I think you are right. Technically, it's a "minimum" not a "maximum".
The cleanup happens async by the background log-cleaner thread. Segments which go beyond the "retention.bytes" config can be removed.
I think it's just a difference between "technically correct" (ie, engineering / nerd language) and "regular English", ie, how normal people speak.
I regular English one would say, "I limit the size to 1GB", even if 1GB is not a strict limit (never larger then 1GB), but technically a lower bound.
I would appreciate if you could fix and clarify that in the documentation.
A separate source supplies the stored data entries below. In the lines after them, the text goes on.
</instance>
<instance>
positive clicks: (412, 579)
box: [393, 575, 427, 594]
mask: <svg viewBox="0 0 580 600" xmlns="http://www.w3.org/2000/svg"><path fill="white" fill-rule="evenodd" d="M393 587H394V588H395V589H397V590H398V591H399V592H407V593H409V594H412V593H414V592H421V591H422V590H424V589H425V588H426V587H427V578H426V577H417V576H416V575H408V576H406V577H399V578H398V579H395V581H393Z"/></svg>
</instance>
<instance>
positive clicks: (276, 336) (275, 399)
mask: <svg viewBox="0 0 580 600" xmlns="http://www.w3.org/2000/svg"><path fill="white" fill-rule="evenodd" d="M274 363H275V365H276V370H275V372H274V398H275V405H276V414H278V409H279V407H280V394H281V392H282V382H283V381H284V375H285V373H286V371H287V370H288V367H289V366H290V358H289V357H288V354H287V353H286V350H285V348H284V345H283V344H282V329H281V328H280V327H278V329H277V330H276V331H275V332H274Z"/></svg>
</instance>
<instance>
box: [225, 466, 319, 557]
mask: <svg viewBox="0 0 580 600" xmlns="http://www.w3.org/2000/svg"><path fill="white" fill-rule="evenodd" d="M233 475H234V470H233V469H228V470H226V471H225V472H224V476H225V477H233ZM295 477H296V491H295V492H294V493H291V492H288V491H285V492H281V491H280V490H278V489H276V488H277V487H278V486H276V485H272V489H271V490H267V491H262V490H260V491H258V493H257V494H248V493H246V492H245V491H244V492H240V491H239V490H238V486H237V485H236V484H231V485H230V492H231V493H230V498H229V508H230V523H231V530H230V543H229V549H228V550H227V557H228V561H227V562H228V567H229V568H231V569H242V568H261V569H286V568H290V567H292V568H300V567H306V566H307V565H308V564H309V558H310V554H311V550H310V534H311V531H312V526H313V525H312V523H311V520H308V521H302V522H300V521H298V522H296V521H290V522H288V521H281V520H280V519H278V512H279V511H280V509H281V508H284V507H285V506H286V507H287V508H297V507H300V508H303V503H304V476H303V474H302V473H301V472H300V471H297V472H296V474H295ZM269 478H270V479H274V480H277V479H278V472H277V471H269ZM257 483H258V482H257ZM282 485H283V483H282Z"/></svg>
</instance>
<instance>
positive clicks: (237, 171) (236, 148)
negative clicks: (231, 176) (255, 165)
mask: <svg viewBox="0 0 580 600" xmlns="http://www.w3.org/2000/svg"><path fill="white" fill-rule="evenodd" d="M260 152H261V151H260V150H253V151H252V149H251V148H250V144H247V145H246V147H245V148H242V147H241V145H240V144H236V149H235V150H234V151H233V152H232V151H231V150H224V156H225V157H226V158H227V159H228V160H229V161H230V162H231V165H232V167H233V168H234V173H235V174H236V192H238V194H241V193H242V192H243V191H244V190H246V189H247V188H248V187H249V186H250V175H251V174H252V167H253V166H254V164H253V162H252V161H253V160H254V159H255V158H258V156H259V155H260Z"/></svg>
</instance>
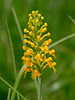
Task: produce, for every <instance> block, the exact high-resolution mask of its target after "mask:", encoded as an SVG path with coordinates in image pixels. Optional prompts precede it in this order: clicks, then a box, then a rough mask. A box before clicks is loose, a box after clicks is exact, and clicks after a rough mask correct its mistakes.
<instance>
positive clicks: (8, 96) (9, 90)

Feel free to open a PR for it :) -Matthias On 2/23/25 10:59 AM, אורי אהרוני wrote:
Hi, I encountered a misunderstanding and I would like you to explain it to me or if possible change the documentation. The Kafka docs describes 'retention.bytes' configuration as: This configuration controls the maximum size a partition (which consists of log segments) can grow to before we will discard old log segments to free up space if we are using the "delete" retention policy Unfortunately I didn't fully understand the meaning of this field. I interpret that as once a log segment reaches the 'retention.bytes' field - old segments will be deleted. But for my understanding it is not the situation because like retention.hours I believe it is a guarantee for the (minimum) size of bytes will be left for a partition. I will give an example for the differences: An example from IBM: A topic with retention.bytes of 1 GB, and with a log segment size of 512 MB: With one partition, it would reserve about 1.5 GB of storage. In this case, the reserved size is significantly larger than the retention size. In this example, there's a guarantee that our topic size won't be LESS THAN 1 GB. But from the docs I expect that once the topic reaches 1GB (or a bit more), old segments will be deleted. In this example I would expect that when it reaches 1 GB, a segment will be automatically deleted and so the partition will be approximately 1 GB and not 1.5 GB as said. My question is if I understood correctly the definition of the field. If not - I would be happy if you could explain what I missed. If I'm correct that the definition is not well explained, I would appreciate if you could fix and clarify that in the documentation. Thanks, Ori.